Yemen needs international help to escape tragedy
The writer is foreign minister of Sweden. Foreign minister Heiko Maas of Germany and foreign secretary Dominic Raab of the UK co-wrote this article, which was published in Financial Times on 1 July 2020.
After the Arab spring, it seemed that Yemen would follow a path of peaceful, political change. Civil society blossomed, and Yemenis of all affiliations, including women and young people, took part in shaping the country’s future. Today, after six years of war, this hope has almost been extinguished. Yemen is on the brink of collapse.
Covid-19 is stretching Yemen’s fragile healthcare system to breaking point. According to modelling by the London School of Hygiene and Tropical Medicine, Yemen may have surpassed 1 million Covid-19 cases last week, with the caseload likely to double every four to five days. LINK?
We have a global responsibility to ease the suffering of the Yemeni people. We — the foreign ministers of Germany, Sweden and the United Kingdom — would like to share how we think the international community can contribute to peace.
First, a nationwide ceasefire and a political settlement remain Yemen’s best defence against Covid-19. Following UN Secretary General António Guterres’ call for a worldwide ceasefire in response to Covid-19, the Saudi-led coalition announced a unilateral ceasefire in April. Unfortunately, the Houthis have not reciprocated and fighting has continued. The Houthis have launched ballistic missiles towards Saudi Arabia, including at civilian targets, as recently as last week, recklessly endangering civilian lives. There is no time for further delay as civilians continue to suffer and die. The international community must press all actors to accept the UN proposal for a ceasefire. This should be the start of a political process — and the full participation of women must be ensured.
Second, humanitarian assistance needs to be delivered to all Yemenis who need it. To do that the UN now urgently needs more funding. Together, our three countries recently pledged an additional $365m to support UN humanitarian work in Yemen this year. Other countries must step up and donate generously and quickly. We must also challenge any obstacles that continue to prevent humanitarian agencies from effectively operating in Yemen. This is particularly the case in northern areas of the country controlled by the Houthis. The Covid-19 response can only stand a chance if all Yemeni parties lift their restrictions on aid.
Third, we need to encourage implementation of existing agreements. This includes the Stockholm Agreement, which calls for a mutual withdrawal from the port city of Hodeidah, and the Riyadh Agreement. If properly implemented, the commitments previously agreed by the parties would bolster UN efforts to achieve comprehensive peace.
Fourth, for Yemen to effectively recover from Covid-19, its already fragile economy must be kept alive. The indirect consequences of the coronavirus could be even more severe than the direct impact. In particular, Yemen’s partners need to support the government of Yemen to pay public sector salaries - not least for medical staff - and to implement urgent economic reforms.
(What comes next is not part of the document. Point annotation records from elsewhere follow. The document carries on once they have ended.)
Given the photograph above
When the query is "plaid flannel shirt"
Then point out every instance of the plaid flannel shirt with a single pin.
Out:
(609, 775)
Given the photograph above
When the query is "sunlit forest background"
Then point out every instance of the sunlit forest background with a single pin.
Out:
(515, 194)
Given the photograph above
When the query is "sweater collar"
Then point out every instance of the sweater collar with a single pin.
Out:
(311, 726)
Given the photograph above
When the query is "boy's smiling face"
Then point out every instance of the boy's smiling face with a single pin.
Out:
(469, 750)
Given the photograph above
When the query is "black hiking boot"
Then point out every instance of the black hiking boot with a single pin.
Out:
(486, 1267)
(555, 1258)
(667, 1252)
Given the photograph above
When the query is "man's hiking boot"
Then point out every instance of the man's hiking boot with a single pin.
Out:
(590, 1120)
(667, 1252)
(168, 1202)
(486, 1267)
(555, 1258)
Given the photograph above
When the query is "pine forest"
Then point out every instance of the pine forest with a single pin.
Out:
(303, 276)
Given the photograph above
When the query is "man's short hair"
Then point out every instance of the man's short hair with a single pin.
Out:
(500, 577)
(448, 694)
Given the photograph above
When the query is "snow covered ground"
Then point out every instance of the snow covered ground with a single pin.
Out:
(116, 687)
And lastly, we expect full respect for international law, including humanitarian law and human rights from all actors. All parties have to ensure civilians are protected in this cruel war. This also includes protection for religious minorities, women, children, journalists and political prisoners. We call on the Houthis to implement their announcement to release members of the Baha’i faith. The supply of weapons to the Houthis, including weaponry of Iranian origin, is a violation of the UN arms embargo, as evidenced by the UN Panel of Experts, and only extends the conflict. This must stop.
We are ready to help once an agreement is reached to end the conflict and to reverse the fragmentation of the country. A united international community must stop those who seek to extend the conflict for their personal benefit. We envisage an agreement based on shared power, compromise, and the rule of law. Two of us represent member states of the EU, and we encourage it to step up its role in Yemen.
The Yemen that emerges from a peace agreement needs to play a constructive and active role in the region — contributing to the security of its immediate neighbours, Saudi Arabia and Oman. Our three countries stand ready to assist Yemen’s transition into a positive force for regional security.
Under the cloud of Covid-19, Yemen is facing an enormous tragedy. It is high time the international community unites in support of its people. Yemen could be transformed. Instead of being defined by suffering and as a threat to regional and international security, Yemen could become a model for other fragmented states in conflict and a catalyst for enhanced security in a region of divergent interests. We stand ready to work with and support Yemen to achieve these humanitarian and strategic goals.